Don’t die of shock here, but audit committees are still overworked and unsure how to handle new risks confronting Corporate America.
So says the 2015 edition of the KPMG Audit Committee Survey, whose findings sound strikingly similar to the 2014 report one year ago. Audit committees are confident in the support they get from compliance officers about financial reporting and regulatory risks, very confident in their own abilities to digest all that information, and lost in the woods with cyber-security.
Let’s start with the good news on financial reporting. On all major tasks within that broad category—assessing adequacy of financial controls, evaluating the external auditor, reviewing financial filings, and the like—a large percentage of audit committee members said they spend the right amount of time on those issues, and don’t expect to need more time on them in 2015. Almost all survey respondents (98 percent) rate their oversight of financial reporting and disclosure issues as either “highly effective” or “generally effective.”
All that fits. Nobody relishes the joy of Sarbanes-Oxley compliance, but like it or not, SOX has instilled a discipline and attention to financial control over the last 10 years. These high marks on financial reporting are essentially unchanged from last year, and they’re likely to stay high in the future. SOX compliance is a lot like going to the gym: you feel awful the first time you do it, but over time you gain strength and get healthy. The same thing is happening here.
Now, on to the bad news—because lots of it falls squarely onto the compliance officer’s shoulders.
Boards are a lot less confident about their oversight of operational risks, cyber-security, and the overall pace of technology change; they want to spend more time on all those issues in 2015. Only 36 percent rated their relationship with the chief compliance officer as “excellent,” although another 24 percent rated it as “good but issues arise periodically” and only 10 percent said it needs improvement. Forty percent say the job is getting increasingly difficult to manage given the time they have; 8 percent say they already don’t have enough time to fulfill their role.
All that fits, too. All those points of data feed into one master problem: that operational risks are growing too complicated. Compliance officers struggle to impose controls over them, and audit committees struggle to understand how all those operational risks affect a company’s ability to act strategically.
Cyber-security is an easy example. Fifty-five percent of audit committee members want to spend more time on that issue in 2015, and 41 percent say the quality of information they receive about cyber-security risks needs improvement. No surprise there, right?
Look more closely at other, related questions. At the same time so many audit committee members worry about cyber-security, even more survey respondents (61 percent) said the want to spend more time on internal controls for operational risk, and 50 percent want to spend more time understanding the pace of technology change.
All these concerns are one in the same. Rapid technology change (say, storing customer data in the cloud) short-circuits your operational controls (keeping customer data under the company’s watchful eye) which then causes a cyber-security risk (your data gets stolen from the cloud provider). Or to put it another way, technology is changing faster than a compliance officer’s ability to build controls, policies, and procedures around it. Hence you face more risks, and almost all of those risks involve the security of your data.

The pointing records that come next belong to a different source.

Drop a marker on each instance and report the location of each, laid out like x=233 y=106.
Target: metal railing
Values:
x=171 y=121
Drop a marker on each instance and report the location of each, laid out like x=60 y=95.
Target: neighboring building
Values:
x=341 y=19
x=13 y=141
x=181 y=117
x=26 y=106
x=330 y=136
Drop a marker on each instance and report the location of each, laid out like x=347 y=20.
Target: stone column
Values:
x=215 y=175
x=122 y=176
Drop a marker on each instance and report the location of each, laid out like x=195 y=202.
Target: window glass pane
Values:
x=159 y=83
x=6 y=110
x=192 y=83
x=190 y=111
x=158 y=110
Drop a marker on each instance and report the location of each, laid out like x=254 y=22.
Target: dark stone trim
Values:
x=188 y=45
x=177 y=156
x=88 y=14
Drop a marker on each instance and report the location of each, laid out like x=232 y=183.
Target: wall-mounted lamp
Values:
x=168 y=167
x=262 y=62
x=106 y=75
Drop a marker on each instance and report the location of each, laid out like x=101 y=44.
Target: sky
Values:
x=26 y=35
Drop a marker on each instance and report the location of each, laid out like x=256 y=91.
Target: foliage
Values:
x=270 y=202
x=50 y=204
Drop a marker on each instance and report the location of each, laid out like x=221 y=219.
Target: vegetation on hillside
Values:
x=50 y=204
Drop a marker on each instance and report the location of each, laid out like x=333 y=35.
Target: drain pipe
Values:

Building a system of effective internal control over operational risk clearly is in the chief compliance officer’s realm of responsibility. It requires someone who knows the regulatory requirements and the business risks that face your company, and how to create policies and procedures to address them. That’s what a chief compliance officer does. And with close help from the internal audit team, you then test those policies and procedures to be sure they work to keep operational risks in check.
That’s all at a theoretical level, however—in practice, operational risks are so diverse, and so fluid, that building adequate internal controls for them is incredibly difficult. All financial reports follow the same basic structure, so financial reporting risks are generally similar from one company to the next. Operational risks differ from one company to the next, and regulators only care that you docomply with their regulations, not how you achieve compliance.
Which all means that internal control for operational risks is going to be a long, hard slog, with plenty of improvisation and trial-and-error along the way. No wonder audit committees want more time to consider them.